歎異抄・第一章(1)

 (1)弥陀の誓願不思議にたすけられまいらせて、往生をばとぐるなりと信じて念仏もうさんとおもいたつこころのおこるとき、すなわち摂取不捨の利益にあずけしめたまうなり。(2)弥陀の本願には老少善悪のひとをえらばれず。ただ信心を要とすとしるべし。そのゆえは、罪悪深重煩悩熾盛の衆生をたすけんがための願にてまします。(3)しかれば本願を信ぜんには、他の善も要にあらず、念仏にまさるべき善なきゆえに。悪をもおそるべからず、弥陀の本願をさまたぐるほどの悪なきがゆえにと云々

(歎異抄・第一章)

 第一章から第十章までは親鸞の言葉が並んでいるが、この語録の通りに親鸞が話したとは思わない。作者が常日頃、親鸞から聞いていたことを書き留めていた古いノートを整理し、意図に沿って編集、配列したと見るのがよい。この書には親鸞の主著である『教行信証』からの引用がなく、むしろ『観経』に依拠するなど、全体的に親鸞の教えより古臭い印象がある。ただ、親鸞の肉声を伝えるのはこの書だけで、真宗を学ぶわれらには親しみが深い。
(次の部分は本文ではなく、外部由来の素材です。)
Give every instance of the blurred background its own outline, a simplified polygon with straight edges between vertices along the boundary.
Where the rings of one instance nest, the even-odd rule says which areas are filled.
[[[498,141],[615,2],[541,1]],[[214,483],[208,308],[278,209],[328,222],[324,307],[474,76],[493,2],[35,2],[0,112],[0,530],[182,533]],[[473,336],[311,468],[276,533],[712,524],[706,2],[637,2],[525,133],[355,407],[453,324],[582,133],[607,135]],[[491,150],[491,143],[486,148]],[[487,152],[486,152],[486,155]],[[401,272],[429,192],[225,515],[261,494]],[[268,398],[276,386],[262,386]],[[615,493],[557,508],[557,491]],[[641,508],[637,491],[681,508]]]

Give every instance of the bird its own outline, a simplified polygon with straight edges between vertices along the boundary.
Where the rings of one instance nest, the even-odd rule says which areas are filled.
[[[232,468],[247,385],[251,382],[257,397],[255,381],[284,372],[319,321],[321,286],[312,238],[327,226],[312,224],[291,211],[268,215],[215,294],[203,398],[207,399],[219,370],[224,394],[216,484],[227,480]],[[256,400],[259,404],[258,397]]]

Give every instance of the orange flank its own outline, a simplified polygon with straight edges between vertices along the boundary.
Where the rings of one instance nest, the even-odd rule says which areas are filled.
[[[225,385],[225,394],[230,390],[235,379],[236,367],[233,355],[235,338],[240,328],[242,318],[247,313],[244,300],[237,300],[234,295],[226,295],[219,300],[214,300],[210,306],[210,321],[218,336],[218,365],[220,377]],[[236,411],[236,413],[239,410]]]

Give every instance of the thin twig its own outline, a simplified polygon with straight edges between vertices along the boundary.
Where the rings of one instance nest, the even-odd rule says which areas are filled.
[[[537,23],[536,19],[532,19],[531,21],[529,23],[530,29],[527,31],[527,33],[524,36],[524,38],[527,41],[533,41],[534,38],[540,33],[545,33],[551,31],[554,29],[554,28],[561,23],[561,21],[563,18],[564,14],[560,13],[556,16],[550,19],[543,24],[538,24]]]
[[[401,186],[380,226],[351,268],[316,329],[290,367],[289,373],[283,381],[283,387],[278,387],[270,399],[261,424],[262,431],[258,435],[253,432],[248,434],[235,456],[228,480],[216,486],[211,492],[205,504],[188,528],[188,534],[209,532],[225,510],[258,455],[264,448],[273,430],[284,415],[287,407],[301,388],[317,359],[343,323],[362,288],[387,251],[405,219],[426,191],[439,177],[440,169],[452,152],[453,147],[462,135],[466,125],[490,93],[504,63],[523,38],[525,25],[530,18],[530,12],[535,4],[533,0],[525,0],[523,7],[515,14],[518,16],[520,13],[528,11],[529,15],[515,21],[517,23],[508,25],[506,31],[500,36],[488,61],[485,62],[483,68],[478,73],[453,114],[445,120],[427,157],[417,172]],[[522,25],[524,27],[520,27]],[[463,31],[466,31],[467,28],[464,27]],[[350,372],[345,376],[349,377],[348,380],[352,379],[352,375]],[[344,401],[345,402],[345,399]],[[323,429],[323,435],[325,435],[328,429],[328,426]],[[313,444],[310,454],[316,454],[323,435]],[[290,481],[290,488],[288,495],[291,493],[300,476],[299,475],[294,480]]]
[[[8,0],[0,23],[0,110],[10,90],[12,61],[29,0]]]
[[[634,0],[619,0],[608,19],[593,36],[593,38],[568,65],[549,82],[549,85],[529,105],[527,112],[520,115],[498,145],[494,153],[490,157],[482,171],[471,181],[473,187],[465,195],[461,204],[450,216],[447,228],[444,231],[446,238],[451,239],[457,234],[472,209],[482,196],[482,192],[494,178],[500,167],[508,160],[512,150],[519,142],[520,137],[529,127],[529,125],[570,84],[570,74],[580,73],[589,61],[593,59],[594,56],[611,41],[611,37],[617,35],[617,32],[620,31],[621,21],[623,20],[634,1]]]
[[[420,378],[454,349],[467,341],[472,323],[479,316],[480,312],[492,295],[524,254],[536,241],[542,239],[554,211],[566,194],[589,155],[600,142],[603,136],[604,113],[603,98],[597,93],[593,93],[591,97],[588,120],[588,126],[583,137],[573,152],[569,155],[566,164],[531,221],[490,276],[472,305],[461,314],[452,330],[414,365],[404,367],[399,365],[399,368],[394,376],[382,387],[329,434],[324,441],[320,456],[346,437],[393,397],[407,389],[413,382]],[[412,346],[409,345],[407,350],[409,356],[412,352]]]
 さて、第一章を俯瞰すると内容的に三節に分けられる。第一節は十八願文の趣旨を引き、智慧を与えて救うのが弥陀の本願であることを明らかにした。では、弥陀の本願の目当ては誰なのか。それは悪を造るしかできない罪悪深重煩悩熾盛の衆生、すなわち、わたしであると明らかにしてくださったのが第二節です。そして、最後に第三節において現生不退の生活の内面を明らかにしてくださった。第一章は全体として真宗の眼目を明らかにしようとの意図があるが、これだけ簡潔にまとめる作者の筆力に驚かされる。しかも、それを親鸞に語らせている。